Here the "work" is just a one-second pause. We could do anything in the workers, including talking to other nodes. This is what the MT server looks like in terms of ØMQ sockets and nodes. Note how the request-reply chain is {{REQ-ROUTER-queue-DEALER-REP}}[figure].

++ Signaling Between Threads (PAIR Sockets)

When you start making multithreaded applications with 0MQ, you'll encounter the question of how to coordinate your threads. Though you might be tempted to insert "sleep" statements, or use multithreading techniques such as semaphores or mutexes, **the only mechanism that you should use are 0MQ messages**. Remember the story of The Drunkards and The Beer Bottle.

Let's make three threads that signal each other when they are ready[figure]. In this example, we use PAIR sockets over the {{inproc}} transport:

[[code type="example" title="Multithreaded relay" name="mtrelay"]]
[[/code]]

[[code type="textdiagram" title="The Relay Race"]]
#------------#
|   Step 1   |
+------------+
|    PAIR    |
'-----+------'
      |
    Ready!
      |
      v
.------------.
|    PAIR    |
+------------+
|   Step 2   |
+------------+
|    PAIR    |
'-----+------'
      |
    Ready!
      |
      v
.------------.
|    PAIR    |
+------------+
|   Step 3   |
#------------#
[[/code]]


This is a classic pattern for multithreading with 0MQ:

# Two threads communicate over {{inproc}}, using a shared context.
# The parent thread creates one socket, binds it to an {{inproc://}} endpoint, and //then// starts the child thread, passing the context to it.
# The child thread creates the second socket, connects it to that {{inproc://}} endpoint, and //then// signals to the parent thread that it's ready.
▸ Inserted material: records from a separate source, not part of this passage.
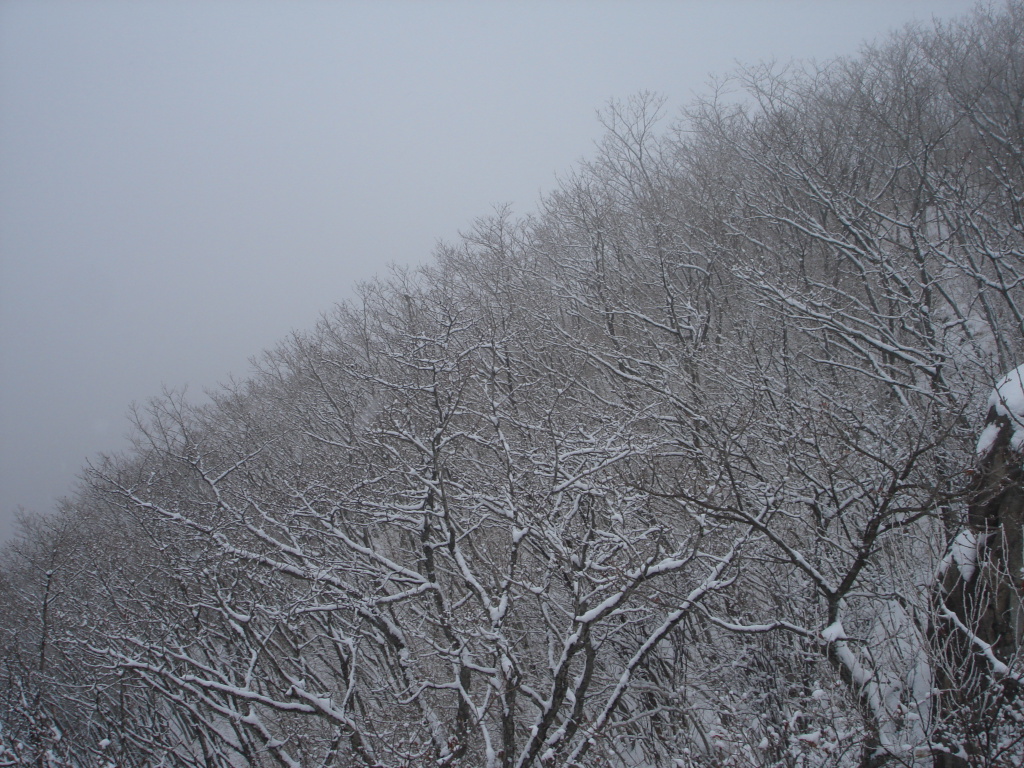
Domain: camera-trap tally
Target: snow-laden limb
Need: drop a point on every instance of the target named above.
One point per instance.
(1006, 411)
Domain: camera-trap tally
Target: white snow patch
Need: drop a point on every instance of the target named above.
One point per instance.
(1008, 400)
(834, 632)
(965, 552)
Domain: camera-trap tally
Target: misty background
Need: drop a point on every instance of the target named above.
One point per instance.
(182, 184)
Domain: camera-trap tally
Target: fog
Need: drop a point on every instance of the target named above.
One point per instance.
(183, 184)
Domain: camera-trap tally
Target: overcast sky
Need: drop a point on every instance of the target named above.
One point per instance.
(181, 184)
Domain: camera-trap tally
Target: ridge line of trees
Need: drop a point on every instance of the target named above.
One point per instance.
(683, 470)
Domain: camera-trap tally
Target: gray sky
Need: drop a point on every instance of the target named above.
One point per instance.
(183, 183)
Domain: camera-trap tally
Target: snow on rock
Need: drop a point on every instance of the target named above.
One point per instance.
(1007, 400)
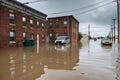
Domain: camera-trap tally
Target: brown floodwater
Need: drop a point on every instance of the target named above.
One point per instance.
(59, 62)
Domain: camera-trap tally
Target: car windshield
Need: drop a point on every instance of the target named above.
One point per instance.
(60, 38)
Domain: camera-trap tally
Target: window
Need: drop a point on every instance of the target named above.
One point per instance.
(12, 35)
(24, 35)
(57, 34)
(65, 23)
(24, 21)
(50, 24)
(32, 36)
(12, 18)
(57, 23)
(43, 36)
(65, 33)
(31, 23)
(38, 24)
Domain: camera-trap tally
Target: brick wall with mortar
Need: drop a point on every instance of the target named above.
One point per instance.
(5, 27)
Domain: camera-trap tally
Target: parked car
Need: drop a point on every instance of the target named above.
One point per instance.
(62, 47)
(106, 41)
(62, 40)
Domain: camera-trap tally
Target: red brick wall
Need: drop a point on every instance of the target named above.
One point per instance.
(5, 28)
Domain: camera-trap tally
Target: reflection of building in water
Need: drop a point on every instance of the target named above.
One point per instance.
(26, 63)
(58, 59)
(19, 65)
(118, 65)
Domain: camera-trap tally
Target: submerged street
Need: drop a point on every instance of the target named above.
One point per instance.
(67, 62)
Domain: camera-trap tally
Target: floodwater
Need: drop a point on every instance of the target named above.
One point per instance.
(67, 62)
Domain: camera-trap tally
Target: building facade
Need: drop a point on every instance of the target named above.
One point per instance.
(63, 26)
(19, 22)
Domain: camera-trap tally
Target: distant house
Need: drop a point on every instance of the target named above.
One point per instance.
(63, 26)
(19, 22)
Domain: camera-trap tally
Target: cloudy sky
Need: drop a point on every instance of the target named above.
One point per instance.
(97, 13)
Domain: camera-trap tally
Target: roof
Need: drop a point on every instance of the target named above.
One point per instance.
(63, 17)
(13, 4)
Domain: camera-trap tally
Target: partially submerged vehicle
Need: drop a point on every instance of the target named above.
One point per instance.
(106, 41)
(62, 40)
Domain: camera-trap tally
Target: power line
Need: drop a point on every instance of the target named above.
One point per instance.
(93, 9)
(92, 5)
(34, 1)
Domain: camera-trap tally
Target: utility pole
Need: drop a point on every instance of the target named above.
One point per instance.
(112, 32)
(88, 31)
(118, 21)
(114, 29)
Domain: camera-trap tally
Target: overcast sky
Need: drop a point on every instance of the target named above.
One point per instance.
(97, 13)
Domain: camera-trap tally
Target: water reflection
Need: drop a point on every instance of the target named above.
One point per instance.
(29, 63)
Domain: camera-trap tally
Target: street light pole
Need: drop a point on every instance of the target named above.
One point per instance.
(118, 21)
(114, 29)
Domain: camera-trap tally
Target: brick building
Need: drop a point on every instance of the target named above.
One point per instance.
(19, 22)
(64, 25)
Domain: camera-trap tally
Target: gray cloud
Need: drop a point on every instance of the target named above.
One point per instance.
(99, 16)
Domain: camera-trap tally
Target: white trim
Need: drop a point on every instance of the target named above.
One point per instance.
(12, 42)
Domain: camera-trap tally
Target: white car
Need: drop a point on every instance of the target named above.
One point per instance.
(62, 40)
(106, 41)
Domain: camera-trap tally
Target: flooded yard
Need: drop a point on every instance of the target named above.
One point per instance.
(66, 62)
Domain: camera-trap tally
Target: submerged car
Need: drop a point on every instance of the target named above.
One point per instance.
(106, 41)
(62, 40)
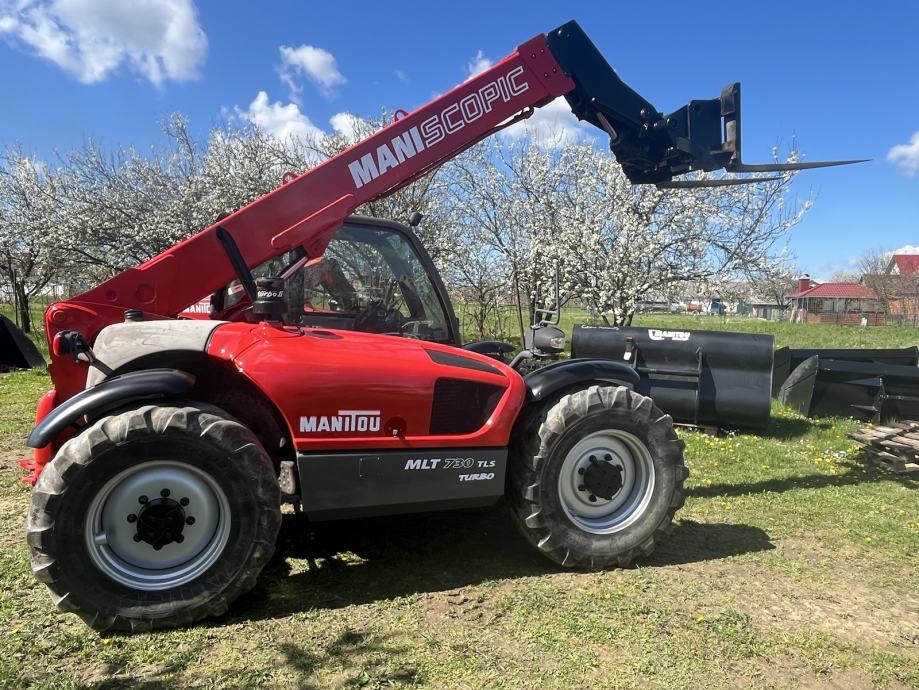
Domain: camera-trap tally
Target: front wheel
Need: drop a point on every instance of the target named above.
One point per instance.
(597, 477)
(154, 517)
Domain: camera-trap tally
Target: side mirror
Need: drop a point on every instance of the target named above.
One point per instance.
(548, 340)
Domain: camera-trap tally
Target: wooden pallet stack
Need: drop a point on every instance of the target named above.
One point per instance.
(895, 448)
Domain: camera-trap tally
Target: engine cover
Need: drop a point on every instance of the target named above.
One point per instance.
(350, 391)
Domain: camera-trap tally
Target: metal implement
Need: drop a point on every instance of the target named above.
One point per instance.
(697, 377)
(788, 359)
(16, 350)
(821, 387)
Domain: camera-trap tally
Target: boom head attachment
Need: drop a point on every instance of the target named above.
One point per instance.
(653, 148)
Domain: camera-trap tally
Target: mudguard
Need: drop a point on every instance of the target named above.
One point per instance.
(112, 393)
(547, 380)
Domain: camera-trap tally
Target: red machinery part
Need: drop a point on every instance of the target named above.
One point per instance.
(40, 456)
(347, 373)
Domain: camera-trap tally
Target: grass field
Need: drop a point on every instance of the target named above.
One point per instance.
(793, 564)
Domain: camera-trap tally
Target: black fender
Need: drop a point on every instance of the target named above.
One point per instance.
(108, 395)
(570, 372)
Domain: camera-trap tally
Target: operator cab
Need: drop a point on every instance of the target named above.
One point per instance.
(374, 277)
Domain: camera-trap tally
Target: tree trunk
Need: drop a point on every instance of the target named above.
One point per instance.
(22, 304)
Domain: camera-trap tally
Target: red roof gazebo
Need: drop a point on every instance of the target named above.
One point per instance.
(850, 304)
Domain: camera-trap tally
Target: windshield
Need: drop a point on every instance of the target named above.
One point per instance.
(370, 279)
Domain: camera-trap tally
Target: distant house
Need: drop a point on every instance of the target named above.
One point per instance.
(767, 309)
(850, 304)
(903, 265)
(899, 286)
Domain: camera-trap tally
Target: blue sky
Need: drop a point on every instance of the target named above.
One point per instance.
(842, 76)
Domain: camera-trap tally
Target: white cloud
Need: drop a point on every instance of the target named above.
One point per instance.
(159, 39)
(282, 121)
(906, 156)
(316, 64)
(478, 64)
(552, 125)
(345, 124)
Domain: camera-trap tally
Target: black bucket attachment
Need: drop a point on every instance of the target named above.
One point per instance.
(708, 378)
(16, 350)
(789, 359)
(872, 391)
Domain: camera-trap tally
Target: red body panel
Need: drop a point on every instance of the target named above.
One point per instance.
(305, 212)
(320, 373)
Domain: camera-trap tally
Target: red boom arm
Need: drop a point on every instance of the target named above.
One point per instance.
(305, 212)
(309, 209)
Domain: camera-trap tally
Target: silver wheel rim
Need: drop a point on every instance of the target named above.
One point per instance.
(614, 514)
(111, 525)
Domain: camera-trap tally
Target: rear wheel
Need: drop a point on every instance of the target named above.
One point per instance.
(597, 477)
(155, 517)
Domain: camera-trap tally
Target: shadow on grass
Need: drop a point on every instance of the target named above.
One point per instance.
(782, 428)
(855, 474)
(351, 649)
(358, 562)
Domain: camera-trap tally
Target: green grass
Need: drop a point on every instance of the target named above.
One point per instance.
(792, 564)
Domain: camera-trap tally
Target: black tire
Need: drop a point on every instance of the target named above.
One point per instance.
(543, 441)
(203, 438)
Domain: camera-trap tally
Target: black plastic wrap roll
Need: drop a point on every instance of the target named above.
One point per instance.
(709, 378)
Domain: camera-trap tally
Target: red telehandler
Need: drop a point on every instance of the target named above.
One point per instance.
(329, 373)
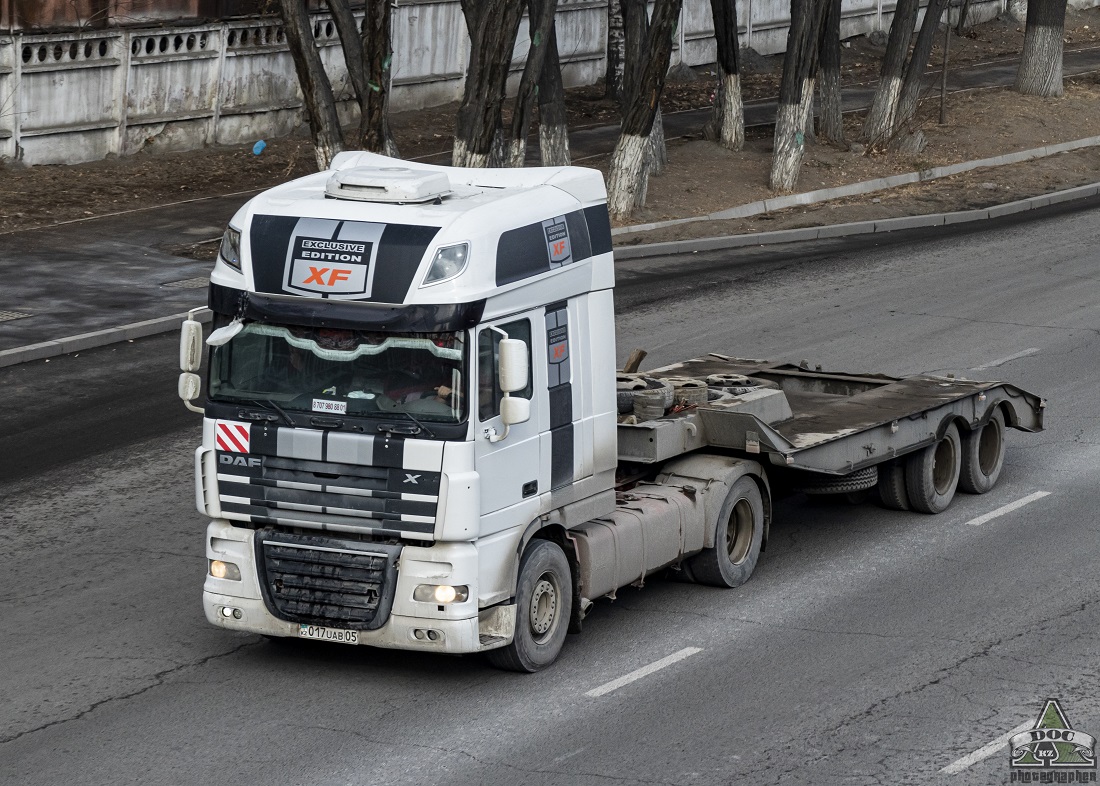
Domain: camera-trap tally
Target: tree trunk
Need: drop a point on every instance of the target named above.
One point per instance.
(479, 135)
(553, 123)
(540, 22)
(832, 117)
(917, 64)
(880, 119)
(800, 62)
(629, 178)
(1041, 63)
(316, 89)
(637, 28)
(728, 108)
(374, 131)
(616, 52)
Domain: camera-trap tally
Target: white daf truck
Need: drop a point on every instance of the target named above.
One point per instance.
(415, 434)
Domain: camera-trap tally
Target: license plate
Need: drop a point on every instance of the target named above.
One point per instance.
(334, 634)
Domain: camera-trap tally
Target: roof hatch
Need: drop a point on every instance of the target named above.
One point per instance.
(396, 185)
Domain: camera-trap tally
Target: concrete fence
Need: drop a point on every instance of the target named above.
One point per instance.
(85, 95)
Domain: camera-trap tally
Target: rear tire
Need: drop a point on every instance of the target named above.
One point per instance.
(932, 475)
(983, 455)
(892, 490)
(737, 539)
(543, 604)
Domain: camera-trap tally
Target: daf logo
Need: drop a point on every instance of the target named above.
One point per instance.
(241, 461)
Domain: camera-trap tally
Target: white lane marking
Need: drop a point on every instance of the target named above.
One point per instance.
(644, 672)
(985, 752)
(1002, 361)
(1008, 508)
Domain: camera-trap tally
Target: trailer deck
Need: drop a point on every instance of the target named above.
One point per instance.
(826, 422)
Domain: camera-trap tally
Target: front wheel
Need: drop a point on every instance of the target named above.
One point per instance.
(543, 602)
(737, 539)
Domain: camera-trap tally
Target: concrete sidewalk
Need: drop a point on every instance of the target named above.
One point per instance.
(95, 281)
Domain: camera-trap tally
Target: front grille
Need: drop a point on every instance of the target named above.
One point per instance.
(327, 582)
(294, 491)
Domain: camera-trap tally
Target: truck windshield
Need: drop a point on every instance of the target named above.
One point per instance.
(343, 372)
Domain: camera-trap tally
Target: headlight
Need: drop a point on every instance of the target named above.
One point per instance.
(230, 251)
(448, 263)
(224, 569)
(441, 594)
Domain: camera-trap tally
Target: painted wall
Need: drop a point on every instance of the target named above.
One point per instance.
(77, 96)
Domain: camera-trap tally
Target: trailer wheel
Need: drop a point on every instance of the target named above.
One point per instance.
(891, 487)
(543, 604)
(932, 475)
(983, 455)
(737, 538)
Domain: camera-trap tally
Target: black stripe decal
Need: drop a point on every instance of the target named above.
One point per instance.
(600, 229)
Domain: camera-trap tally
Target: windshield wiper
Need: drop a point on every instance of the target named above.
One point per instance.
(395, 429)
(270, 418)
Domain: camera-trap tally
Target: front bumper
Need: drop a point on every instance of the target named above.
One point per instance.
(455, 628)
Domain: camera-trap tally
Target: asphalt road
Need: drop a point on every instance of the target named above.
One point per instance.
(870, 646)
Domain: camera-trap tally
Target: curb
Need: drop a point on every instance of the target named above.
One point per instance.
(905, 222)
(99, 338)
(855, 189)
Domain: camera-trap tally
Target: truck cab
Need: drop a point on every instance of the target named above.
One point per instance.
(372, 466)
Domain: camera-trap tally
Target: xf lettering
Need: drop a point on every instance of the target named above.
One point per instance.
(317, 276)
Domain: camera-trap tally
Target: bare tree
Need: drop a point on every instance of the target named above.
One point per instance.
(374, 131)
(832, 117)
(1041, 63)
(629, 165)
(880, 120)
(904, 134)
(316, 89)
(479, 136)
(728, 108)
(553, 123)
(540, 21)
(795, 92)
(616, 51)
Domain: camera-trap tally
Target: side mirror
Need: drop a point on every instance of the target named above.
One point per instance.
(515, 410)
(512, 362)
(190, 386)
(190, 346)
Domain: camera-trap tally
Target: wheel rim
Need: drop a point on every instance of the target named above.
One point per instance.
(739, 531)
(989, 447)
(943, 466)
(543, 611)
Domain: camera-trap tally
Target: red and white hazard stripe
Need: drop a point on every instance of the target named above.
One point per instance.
(232, 436)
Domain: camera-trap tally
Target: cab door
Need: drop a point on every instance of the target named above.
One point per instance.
(512, 471)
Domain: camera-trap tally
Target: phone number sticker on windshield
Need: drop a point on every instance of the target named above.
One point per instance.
(321, 405)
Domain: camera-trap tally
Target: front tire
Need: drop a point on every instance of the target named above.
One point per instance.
(543, 602)
(737, 539)
(932, 475)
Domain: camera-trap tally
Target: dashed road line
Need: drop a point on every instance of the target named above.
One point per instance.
(983, 752)
(1008, 508)
(1002, 361)
(644, 672)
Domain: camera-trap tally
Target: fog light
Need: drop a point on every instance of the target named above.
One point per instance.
(224, 569)
(441, 594)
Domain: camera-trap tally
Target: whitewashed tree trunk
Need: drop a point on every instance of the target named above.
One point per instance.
(658, 150)
(628, 178)
(790, 145)
(729, 112)
(1041, 63)
(553, 144)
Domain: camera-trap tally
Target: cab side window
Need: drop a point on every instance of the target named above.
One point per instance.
(488, 388)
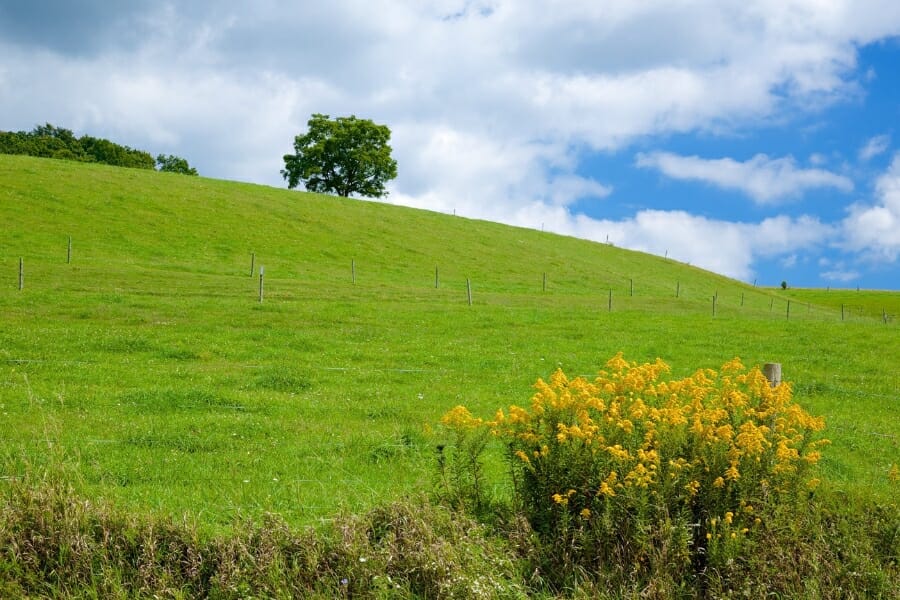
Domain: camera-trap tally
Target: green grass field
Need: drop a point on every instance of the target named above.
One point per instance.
(149, 363)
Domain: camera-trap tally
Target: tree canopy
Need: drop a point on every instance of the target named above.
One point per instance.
(50, 141)
(174, 164)
(343, 156)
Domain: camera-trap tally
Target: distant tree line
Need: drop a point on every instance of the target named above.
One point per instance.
(49, 141)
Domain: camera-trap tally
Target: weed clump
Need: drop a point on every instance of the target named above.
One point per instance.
(639, 479)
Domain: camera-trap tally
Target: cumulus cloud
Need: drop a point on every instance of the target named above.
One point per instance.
(875, 229)
(874, 146)
(766, 180)
(492, 103)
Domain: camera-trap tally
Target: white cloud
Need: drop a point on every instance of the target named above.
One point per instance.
(875, 229)
(492, 103)
(874, 146)
(842, 276)
(766, 180)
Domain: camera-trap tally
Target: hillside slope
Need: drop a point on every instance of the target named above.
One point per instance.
(150, 364)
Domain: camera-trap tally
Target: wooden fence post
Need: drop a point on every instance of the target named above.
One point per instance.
(262, 270)
(772, 371)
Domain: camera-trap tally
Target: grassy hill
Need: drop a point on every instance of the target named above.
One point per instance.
(149, 365)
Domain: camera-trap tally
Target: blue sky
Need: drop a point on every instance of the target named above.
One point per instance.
(757, 139)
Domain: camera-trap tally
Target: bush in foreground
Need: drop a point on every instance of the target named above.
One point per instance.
(663, 486)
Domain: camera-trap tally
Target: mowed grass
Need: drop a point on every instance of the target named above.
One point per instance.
(150, 365)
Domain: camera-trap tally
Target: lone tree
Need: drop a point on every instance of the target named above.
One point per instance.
(174, 164)
(343, 156)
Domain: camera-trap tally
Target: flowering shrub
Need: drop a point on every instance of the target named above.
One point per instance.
(638, 467)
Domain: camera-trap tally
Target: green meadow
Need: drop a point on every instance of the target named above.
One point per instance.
(146, 364)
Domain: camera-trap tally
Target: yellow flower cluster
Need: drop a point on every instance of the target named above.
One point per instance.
(633, 432)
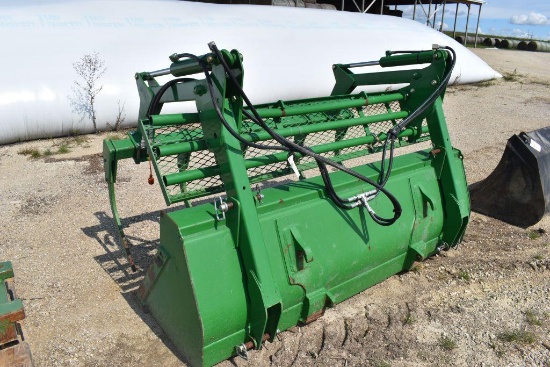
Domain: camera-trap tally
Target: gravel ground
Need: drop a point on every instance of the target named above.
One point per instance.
(484, 304)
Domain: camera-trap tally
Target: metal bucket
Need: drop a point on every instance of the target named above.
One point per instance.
(518, 190)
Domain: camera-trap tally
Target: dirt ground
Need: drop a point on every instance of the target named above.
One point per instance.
(484, 304)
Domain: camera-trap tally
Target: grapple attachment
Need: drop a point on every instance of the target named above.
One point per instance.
(282, 238)
(14, 351)
(518, 190)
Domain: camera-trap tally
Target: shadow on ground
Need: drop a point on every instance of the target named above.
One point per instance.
(114, 262)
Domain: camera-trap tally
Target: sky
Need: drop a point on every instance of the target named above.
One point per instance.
(516, 18)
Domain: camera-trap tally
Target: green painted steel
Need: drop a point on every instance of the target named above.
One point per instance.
(232, 273)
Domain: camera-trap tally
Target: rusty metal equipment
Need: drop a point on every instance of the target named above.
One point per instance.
(518, 190)
(277, 225)
(14, 351)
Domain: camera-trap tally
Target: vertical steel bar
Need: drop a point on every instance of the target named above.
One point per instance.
(435, 16)
(456, 15)
(442, 16)
(467, 22)
(429, 14)
(477, 26)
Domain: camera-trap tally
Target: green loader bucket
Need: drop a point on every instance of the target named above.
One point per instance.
(271, 237)
(518, 190)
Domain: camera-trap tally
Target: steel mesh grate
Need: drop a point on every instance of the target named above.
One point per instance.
(167, 165)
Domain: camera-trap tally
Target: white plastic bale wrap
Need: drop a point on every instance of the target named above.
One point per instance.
(288, 53)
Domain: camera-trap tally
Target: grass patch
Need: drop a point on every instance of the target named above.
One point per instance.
(417, 268)
(533, 318)
(511, 77)
(447, 343)
(484, 84)
(63, 149)
(31, 151)
(464, 275)
(79, 139)
(114, 137)
(519, 336)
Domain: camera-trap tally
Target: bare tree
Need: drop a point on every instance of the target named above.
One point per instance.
(90, 68)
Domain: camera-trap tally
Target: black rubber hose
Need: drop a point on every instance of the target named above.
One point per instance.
(156, 99)
(220, 113)
(295, 147)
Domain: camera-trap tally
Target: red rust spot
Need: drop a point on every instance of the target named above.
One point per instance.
(250, 344)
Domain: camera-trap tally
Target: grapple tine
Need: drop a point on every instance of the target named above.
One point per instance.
(276, 243)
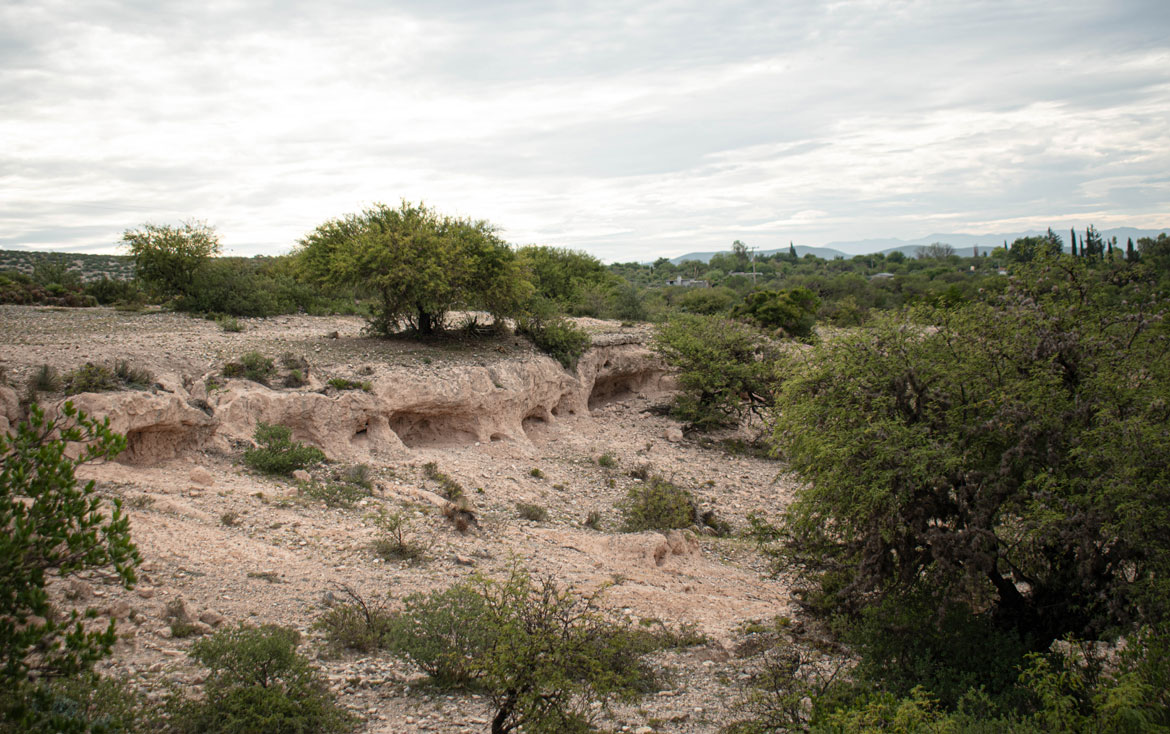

Note that multithreading code using this pattern is not scalable out to processes. If you use {{inproc}} and socket pairs, you are building a tightly-bound application, i.e., one where your threads are structurally interdependent. Do this when low latency is really vital. The other design pattern is a loosely bound application, where threads have their own context and communicate over {{ipc}} or {{tcp}}. You can easily break loosely bound threads into separate processes.

This is the first time we've shown an example using PAIR sockets. Why use PAIR? Other socket combinations might seem to work, but they all have side effects that could interfere with signaling:

* You can use PUSH for the sender and PULL for the receiver. This looks simple and will work, but remember that PUSH will distribute messages to all available receivers. If you by accident start two receivers (e.g., you already have one running and you start a second), you'll "lose" half of your signals. PAIR has the advantage of refusing more than one connection; the pair is //exclusive//.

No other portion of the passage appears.